Sammonicus also prescribed smearing the body with lion’s fat or wearing the skin of a domestic cat adorned with jewels to protect against these fevers, but what survived was the use of the curious word, of which there are traces in various cultures and places.
It appears, for example, engraved on some of the Abraxas stones which the Basilideans, the 2nd century Gnostic sect founded by Basilides of Alexandria, used as talismans.
It was part of a magical formula to invoke the help of benevolent spirits to combat illness and have good fortune.
Also appears in “The tree of knowledge” (Etz ha-Da’at), a small codex written by Elisha ben Gad of Ancona in 16th century Italy.
The first of the incantations that appears in that book is a “cure from heaven” for “all kinds of fever,” and it begins by saying:
“Av avr avra avrak avraka avrakal avrakala avrakal avraka avrak avra avr av”
As in many other places, in England, well into the 18th century, hocus pocus continued to give hope for a cure, as the author of “Robinson Crusoe” Daniel Defoe noted in his book “The Diary of the Plague Year” of 1722.
He lamented that people relied on deceptions “as if the (bubonic) plague were nothing more than a kind of possession by an evil spirit,” resorting to superstitions to ward it off, including “papers tied with so many knots; and certain words or figures written on them, particularly the word Abracadabra, formed in a triangle or pyramid“.
Those who trusted in talismans still followed the instructions given centuries ago by Sereno Sammónico: they used them for nine days and then they were thrown awaythrowing them over his left shoulder before dawn into a stream flowing from west to east.

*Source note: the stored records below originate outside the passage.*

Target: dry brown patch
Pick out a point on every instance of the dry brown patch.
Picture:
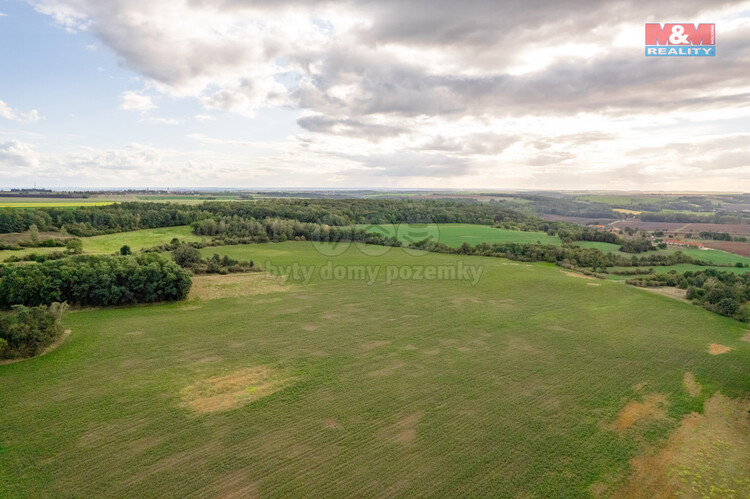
(706, 456)
(52, 346)
(716, 349)
(691, 385)
(190, 307)
(223, 393)
(209, 287)
(387, 371)
(653, 407)
(582, 276)
(676, 293)
(371, 345)
(330, 424)
(404, 431)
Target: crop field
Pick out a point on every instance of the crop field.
(456, 234)
(710, 255)
(8, 202)
(333, 382)
(111, 243)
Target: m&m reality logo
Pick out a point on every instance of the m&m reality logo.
(680, 39)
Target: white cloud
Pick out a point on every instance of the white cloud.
(164, 121)
(132, 101)
(15, 154)
(10, 114)
(434, 92)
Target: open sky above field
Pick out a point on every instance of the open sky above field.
(294, 93)
(530, 383)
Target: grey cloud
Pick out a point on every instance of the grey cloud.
(348, 126)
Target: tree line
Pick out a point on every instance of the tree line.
(724, 293)
(94, 281)
(27, 331)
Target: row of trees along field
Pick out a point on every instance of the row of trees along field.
(725, 293)
(27, 331)
(94, 281)
(120, 217)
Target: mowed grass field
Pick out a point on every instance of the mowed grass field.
(530, 383)
(110, 243)
(709, 255)
(9, 202)
(456, 234)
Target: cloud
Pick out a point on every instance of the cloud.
(132, 101)
(164, 121)
(16, 154)
(516, 93)
(10, 114)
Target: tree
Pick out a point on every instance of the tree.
(185, 255)
(74, 246)
(34, 234)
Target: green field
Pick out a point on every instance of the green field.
(111, 243)
(7, 202)
(456, 234)
(518, 386)
(615, 200)
(714, 256)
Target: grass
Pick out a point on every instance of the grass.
(714, 256)
(110, 243)
(419, 387)
(624, 200)
(456, 234)
(54, 203)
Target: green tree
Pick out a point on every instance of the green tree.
(74, 246)
(185, 255)
(34, 234)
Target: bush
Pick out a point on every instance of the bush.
(28, 330)
(94, 280)
(186, 256)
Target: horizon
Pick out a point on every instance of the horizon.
(346, 95)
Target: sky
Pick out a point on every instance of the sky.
(431, 94)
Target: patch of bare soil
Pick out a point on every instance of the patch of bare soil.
(707, 456)
(209, 287)
(716, 349)
(653, 407)
(52, 346)
(676, 293)
(691, 385)
(223, 393)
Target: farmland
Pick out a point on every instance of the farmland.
(455, 235)
(523, 384)
(111, 243)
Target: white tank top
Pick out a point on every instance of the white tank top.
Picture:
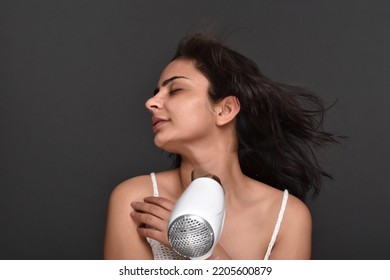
(160, 252)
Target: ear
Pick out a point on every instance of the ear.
(227, 109)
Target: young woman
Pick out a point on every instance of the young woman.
(214, 110)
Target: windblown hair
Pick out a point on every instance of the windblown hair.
(279, 126)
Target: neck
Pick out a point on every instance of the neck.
(224, 165)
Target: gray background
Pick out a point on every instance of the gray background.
(75, 76)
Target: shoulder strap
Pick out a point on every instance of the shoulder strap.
(154, 182)
(277, 226)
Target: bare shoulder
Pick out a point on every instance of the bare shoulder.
(297, 214)
(295, 235)
(133, 189)
(121, 239)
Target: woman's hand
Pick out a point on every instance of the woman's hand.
(153, 213)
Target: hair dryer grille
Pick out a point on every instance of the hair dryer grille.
(191, 236)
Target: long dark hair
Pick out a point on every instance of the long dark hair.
(279, 126)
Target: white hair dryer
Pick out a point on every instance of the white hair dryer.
(196, 222)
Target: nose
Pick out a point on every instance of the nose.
(154, 103)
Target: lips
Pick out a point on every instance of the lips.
(157, 122)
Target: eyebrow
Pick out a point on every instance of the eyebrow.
(167, 81)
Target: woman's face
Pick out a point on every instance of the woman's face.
(182, 112)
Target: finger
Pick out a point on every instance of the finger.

“How many poor people were later carried away on the dead carts and thrown into mass graves with those infernal charms hanging from their necks,” Defoe wrote.
There were also those who wore amulets with the pyramid pointing upwards, to attract good fortune.
At the beginning of the 19th century, with the rise of the British obsession with spiritualism, the famous English occultist Aleister Crowley decided to appropriate the magic word.
He reconstructed abracadabra through a cabalistic reformulation as “abrahadabra” in his work “The Book of the Law”, in which he outlined the basic principles of his new religion, Thelema.
According to him, abracadabra was “the Word of the Aeon, which means The Great Work accomplished.”
By then, the word had been losing its supposed healing power, but at the same time it had been acquiring another, as it was incorporated by magicians into their repertoires.
Thus, as if by magic, from the early 1800s, abracadabra became that incantation that we have known so many since we were children.